Chapter 2 - Estimation

Load in the packages:

In [1]:
import pandas as pd
import numpy as np
import matplotlib.pyplot as plt
import scipy as sp
import statsmodels.api as sm
import statsmodels.formula.api as smf

2.6 Example

Read in the Galapagos data and check the first few lines:

In [2]:
gala = pd.read_csv("data/gala.csv", index_col=0)
gala.head()
Out[2]:
Species Endemics Area Elevation Nearest Scruz Adjacent
Baltra 58 23 25.09 346 0.6 0.6 1.84
Bartolome 31 21 1.24 109 0.6 26.3 572.33
Caldwell 3 3 0.21 114 2.8 58.7 0.78
Champion 25 9 0.10 46 1.9 47.4 0.18
Coamano 2 1 0.05 77 1.9 1.9 903.82

Drop the endemics variable permanently from the data frame:

In [3]:
gala.drop('Endemics', axis=1, inplace=True)
gala.head()
Out[3]:
Species Area Elevation Nearest Scruz Adjacent
Baltra 58 25.09 346 0.6 0.6 1.84
Bartolome 31 1.24 109 0.6 26.3 572.33
Caldwell 3 0.21 114 2.8 58.7 0.78
Champion 25 0.10 46 1.9 47.4 0.18
Coamano 2 0.05 77 1.9 1.9 903.82

Fit a linear model

In [4]:
lmod = smf.ols(formula='Species ~ Area + Elevation + Nearest + Scruz  + Adjacent', data=gala).fit()
lmod.summary()
Out[4]:
OLS Regression Results
Dep. Variable: Species R-squared: 0.766
Model: OLS Adj. R-squared: 0.717
Method: Least Squares F-statistic: 15.70
Date: Wed, 26 Sep 2018 Prob (F-statistic): 6.84e-07
Time: 11:13:58 Log-Likelihood: -162.54
No. Observations: 30 AIC: 337.1
Df Residuals: 24 BIC: 345.5
Df Model: 5
Covariance Type: nonrobust
coef std err t P>|t| [0.025 0.975]
Intercept 7.0682 19.154 0.369 0.715 -32.464 46.601
Area -0.0239 0.022 -1.068 0.296 -0.070 0.022
Elevation 0.3195 0.054 5.953 0.000 0.209 0.430
Nearest 0.0091 1.054 0.009 0.993 -2.166 2.185
Scruz -0.2405 0.215 -1.117 0.275 -0.685 0.204
Adjacent -0.0748 0.018 -4.226 0.000 -0.111 -0.038
Omnibus: 12.683 Durbin-Watson: 2.476
Prob(Omnibus): 0.002 Jarque-Bera (JB): 13.498
Skew: 1.136 Prob(JB): 0.00117
Kurtosis: 5.374 Cond.

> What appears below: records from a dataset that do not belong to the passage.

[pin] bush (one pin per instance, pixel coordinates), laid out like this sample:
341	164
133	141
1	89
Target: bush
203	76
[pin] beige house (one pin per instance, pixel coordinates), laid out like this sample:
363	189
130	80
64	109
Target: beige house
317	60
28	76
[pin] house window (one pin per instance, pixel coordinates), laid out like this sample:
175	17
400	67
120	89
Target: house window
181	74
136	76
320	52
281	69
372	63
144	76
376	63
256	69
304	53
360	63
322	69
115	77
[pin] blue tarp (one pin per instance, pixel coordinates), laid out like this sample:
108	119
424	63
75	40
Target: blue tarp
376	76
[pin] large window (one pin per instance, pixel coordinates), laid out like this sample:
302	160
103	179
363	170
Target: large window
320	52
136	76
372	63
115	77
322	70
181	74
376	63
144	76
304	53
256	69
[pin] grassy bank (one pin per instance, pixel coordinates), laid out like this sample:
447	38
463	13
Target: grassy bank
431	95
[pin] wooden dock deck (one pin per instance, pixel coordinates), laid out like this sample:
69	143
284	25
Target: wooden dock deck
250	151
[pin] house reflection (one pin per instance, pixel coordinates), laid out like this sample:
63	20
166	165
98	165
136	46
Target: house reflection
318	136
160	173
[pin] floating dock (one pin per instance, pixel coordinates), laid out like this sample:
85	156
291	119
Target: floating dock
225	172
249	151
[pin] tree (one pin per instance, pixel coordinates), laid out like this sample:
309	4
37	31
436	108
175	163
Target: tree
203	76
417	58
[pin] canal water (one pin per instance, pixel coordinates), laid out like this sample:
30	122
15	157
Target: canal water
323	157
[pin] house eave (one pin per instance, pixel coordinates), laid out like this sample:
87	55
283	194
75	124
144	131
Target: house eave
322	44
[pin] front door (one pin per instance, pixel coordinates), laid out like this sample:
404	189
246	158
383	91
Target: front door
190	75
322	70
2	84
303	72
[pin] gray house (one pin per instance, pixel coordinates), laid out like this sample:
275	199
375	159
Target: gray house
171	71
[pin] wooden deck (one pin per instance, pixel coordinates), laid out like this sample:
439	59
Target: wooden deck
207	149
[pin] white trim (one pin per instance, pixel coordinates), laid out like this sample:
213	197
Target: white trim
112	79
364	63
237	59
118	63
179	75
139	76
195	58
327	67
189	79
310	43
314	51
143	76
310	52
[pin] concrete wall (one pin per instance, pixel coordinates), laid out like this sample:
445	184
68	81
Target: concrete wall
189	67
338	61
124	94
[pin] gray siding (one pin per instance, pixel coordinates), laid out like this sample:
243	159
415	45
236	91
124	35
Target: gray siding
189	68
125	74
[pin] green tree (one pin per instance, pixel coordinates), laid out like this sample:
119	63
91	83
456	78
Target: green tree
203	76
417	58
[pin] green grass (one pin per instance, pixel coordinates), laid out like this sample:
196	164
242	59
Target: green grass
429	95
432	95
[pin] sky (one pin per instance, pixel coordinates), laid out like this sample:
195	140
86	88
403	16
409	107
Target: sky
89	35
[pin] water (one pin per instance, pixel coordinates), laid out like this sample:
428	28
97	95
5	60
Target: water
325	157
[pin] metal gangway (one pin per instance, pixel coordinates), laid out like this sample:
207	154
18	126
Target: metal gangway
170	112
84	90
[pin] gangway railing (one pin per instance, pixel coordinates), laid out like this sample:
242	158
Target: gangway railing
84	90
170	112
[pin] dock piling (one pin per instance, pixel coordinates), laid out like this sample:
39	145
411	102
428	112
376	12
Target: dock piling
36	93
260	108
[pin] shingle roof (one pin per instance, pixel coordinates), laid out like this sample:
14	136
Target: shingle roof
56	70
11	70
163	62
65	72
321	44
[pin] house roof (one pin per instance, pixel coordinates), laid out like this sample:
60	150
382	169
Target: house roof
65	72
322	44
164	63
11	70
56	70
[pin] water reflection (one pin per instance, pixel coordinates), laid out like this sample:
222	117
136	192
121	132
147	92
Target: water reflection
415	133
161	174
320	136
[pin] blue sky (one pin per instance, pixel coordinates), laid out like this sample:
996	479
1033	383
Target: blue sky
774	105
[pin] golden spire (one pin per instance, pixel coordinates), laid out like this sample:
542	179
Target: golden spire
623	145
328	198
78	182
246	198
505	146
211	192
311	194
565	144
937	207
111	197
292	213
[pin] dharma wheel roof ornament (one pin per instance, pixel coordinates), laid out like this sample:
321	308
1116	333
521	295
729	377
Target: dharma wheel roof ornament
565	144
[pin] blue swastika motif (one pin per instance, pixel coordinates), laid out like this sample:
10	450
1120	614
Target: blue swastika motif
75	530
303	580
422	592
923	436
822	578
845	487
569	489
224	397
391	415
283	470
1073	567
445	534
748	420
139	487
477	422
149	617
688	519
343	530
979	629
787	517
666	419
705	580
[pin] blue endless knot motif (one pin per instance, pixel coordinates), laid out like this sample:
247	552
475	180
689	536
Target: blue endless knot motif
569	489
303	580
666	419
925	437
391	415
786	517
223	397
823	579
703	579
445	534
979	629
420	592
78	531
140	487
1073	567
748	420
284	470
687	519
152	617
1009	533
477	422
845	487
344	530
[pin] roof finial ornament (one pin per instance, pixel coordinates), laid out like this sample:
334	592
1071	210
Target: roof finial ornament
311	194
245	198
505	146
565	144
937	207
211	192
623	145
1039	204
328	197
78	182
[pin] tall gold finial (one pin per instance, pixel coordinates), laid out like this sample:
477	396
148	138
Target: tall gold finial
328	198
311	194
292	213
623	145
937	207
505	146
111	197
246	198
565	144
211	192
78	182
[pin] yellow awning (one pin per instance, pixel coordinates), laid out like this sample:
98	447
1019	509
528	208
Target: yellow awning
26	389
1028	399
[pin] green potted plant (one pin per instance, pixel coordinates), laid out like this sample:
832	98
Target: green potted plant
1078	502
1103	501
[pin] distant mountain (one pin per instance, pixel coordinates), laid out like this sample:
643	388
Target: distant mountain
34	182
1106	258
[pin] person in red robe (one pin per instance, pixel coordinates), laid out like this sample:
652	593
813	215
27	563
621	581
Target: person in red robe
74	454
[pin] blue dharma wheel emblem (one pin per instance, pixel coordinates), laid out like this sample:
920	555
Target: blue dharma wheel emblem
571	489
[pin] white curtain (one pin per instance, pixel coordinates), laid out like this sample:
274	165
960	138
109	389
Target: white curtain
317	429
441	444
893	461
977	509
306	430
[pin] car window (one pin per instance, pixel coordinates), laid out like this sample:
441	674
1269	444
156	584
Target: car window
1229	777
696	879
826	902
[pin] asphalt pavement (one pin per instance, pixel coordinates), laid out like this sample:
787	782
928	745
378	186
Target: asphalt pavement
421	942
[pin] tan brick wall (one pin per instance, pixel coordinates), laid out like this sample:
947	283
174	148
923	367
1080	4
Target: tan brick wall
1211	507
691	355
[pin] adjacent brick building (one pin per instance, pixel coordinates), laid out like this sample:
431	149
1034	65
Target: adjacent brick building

No. 1.90e+03


Warnings:
[1] Standard Errors assume that the covariance matrix of the errors is correctly specified.
[2] The condition number is large, 1.9e+03. This might indicate that there are
strong multicollinearity or other numerical problems.

The warnings can be ignored for now. The first is always assumed. The second can be a problem.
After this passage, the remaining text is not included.